Он вскочил, вышел из кабинета, и в своем неведении я почувствовал себя счастливым, сделав доброе дело.

В этот вечер Броницкий проиграл в казино в Довиле миллион.

На следующее утро я был с Лилой, когда граф вернулся домой. Подловский предупредил нас о бедствии часом раньше, добавив: “Он опять будет стреляться!” Лила, которая пила чай с медовыми тартинками, не казалась чересчур взволнованной.

– Отец не мог проиграть такую сумму. Если он ее проиграл, значит, это были не его деньги. Так что он потерял только свои долги. Он должен чувствовать облегчение.

У этих поляков действительно была восхитительная стойкость, позволившая их стране пережить все катастрофы. В то время как я ожидал увидеть Геню Броницкую в сильнейшем истерическом припадке, со звонками врачам и обмороками, в ее лучших театральных традициях, она сошла в столовую в розовом пеньюаре, с пуделем под мышкой, поцеловала дочь в лоб, дружески поздоровалась со мной, приказала подать себе чай и объявила:

– Я спрятала револьвер в мой сейф. Он не должен его найти – он неделю будет на нас дуться. Не знаю, занял ли он эти деньги у Потоцких, Сапег или Радзивиллов, но, в конце концов, долг в игре – долг чести, они должны это понимать; кто бы его ни платил, главное, чтобы польская аристократия оставалась верной своим традициям.

Тад, зевая, спустился по лестнице, в халате, с газетой в руке.

– Что происходит? У мамы такой спокойный вид, что я опасаюсь худшего.

– Отец опять разорился, – сказала Лила.

– Это означает, что он опять кого‐то разорил.

– Сегодня ночью он проиграл в Довиле миллион.

– Видно, подгреб все остатки, – проворчал Тад.

Горничная только что принесла горячие рогалики, когда появился Стас Броницкий. У него был дикий вид. Безукоризненный мистер Джонс нес за ним пальто, а у выбритого до синевы Подловского, человека на все руки, челюсти и подбородок казались вдвое больше обычного.

Броницкий молча осмотрел нас всех:

– Может кто‐нибудь здесь одолжить мне сто тысяч франков?

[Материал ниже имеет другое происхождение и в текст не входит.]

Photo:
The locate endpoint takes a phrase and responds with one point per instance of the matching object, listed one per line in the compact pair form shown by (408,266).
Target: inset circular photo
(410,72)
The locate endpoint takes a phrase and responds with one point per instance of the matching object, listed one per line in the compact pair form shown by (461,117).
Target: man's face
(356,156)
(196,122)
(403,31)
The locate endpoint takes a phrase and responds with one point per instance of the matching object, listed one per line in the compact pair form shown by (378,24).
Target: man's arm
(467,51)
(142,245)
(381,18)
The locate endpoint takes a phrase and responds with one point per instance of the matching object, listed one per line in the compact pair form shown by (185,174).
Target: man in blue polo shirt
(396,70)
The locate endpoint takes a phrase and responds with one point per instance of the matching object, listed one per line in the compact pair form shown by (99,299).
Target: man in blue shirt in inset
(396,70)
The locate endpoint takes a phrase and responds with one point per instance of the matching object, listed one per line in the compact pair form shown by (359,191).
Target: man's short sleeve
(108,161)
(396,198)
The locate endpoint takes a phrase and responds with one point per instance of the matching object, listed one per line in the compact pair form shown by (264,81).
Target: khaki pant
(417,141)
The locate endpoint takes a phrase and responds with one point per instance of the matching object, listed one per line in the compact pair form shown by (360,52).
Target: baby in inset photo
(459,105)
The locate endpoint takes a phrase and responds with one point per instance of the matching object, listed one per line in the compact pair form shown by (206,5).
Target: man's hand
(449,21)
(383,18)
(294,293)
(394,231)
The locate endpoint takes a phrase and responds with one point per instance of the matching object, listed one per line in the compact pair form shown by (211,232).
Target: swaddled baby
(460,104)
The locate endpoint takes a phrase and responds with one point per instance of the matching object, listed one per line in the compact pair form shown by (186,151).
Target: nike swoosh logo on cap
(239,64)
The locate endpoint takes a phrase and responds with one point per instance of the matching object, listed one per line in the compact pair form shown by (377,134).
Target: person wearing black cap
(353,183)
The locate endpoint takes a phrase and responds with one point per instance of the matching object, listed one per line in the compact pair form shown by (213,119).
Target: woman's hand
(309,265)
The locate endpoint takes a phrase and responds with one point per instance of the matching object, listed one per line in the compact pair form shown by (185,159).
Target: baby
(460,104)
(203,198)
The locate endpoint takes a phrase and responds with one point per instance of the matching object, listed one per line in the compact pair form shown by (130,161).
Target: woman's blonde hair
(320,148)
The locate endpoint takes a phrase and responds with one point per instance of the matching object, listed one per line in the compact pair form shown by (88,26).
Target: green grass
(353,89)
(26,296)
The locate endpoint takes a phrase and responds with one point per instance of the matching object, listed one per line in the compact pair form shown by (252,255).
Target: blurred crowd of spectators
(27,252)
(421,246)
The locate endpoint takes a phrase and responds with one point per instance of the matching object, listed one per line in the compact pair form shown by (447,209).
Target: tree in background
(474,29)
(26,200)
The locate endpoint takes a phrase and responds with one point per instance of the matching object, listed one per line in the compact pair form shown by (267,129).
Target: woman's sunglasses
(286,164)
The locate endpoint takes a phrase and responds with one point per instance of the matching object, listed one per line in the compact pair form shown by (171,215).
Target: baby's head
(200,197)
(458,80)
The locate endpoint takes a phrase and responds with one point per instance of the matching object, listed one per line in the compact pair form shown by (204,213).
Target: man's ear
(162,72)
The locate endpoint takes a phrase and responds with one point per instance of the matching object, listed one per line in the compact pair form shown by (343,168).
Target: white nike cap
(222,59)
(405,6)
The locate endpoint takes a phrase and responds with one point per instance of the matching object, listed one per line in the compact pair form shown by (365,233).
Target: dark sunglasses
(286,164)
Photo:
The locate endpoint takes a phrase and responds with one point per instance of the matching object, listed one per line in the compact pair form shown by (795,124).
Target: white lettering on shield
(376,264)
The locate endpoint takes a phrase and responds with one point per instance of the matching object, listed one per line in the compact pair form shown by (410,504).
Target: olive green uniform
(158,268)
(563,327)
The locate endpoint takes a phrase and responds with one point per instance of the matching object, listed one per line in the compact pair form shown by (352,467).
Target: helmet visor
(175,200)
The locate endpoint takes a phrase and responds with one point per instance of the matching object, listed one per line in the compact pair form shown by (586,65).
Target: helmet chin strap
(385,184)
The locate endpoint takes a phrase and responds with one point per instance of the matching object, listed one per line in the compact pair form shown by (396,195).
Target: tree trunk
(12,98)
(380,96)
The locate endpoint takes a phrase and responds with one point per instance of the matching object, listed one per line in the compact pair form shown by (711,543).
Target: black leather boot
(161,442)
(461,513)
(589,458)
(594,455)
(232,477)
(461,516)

Его взгляд остановился на мне. Тад и Лила разразились смехом. Даже славный Бруно с трудом скрыл свою веселость.

– Сядьте, друг мой, и выпейте чашку чаю, – сказала Геня.

– Ну хорошо, десять тысяч?

– Стас, прошу вас, – сказала графиня.

– Пять тысяч! – завопил Броницкий.

– Мари, подогрейте нам еще чаю и рогаликов, – сказала Геня.

– Тысячу франков, черт подери! – проорал в отчаянии Броницкий.

Арчи Джонс засунул руку под френч и сделал шаг вперед, осторожно держа клетчатое пальто графа.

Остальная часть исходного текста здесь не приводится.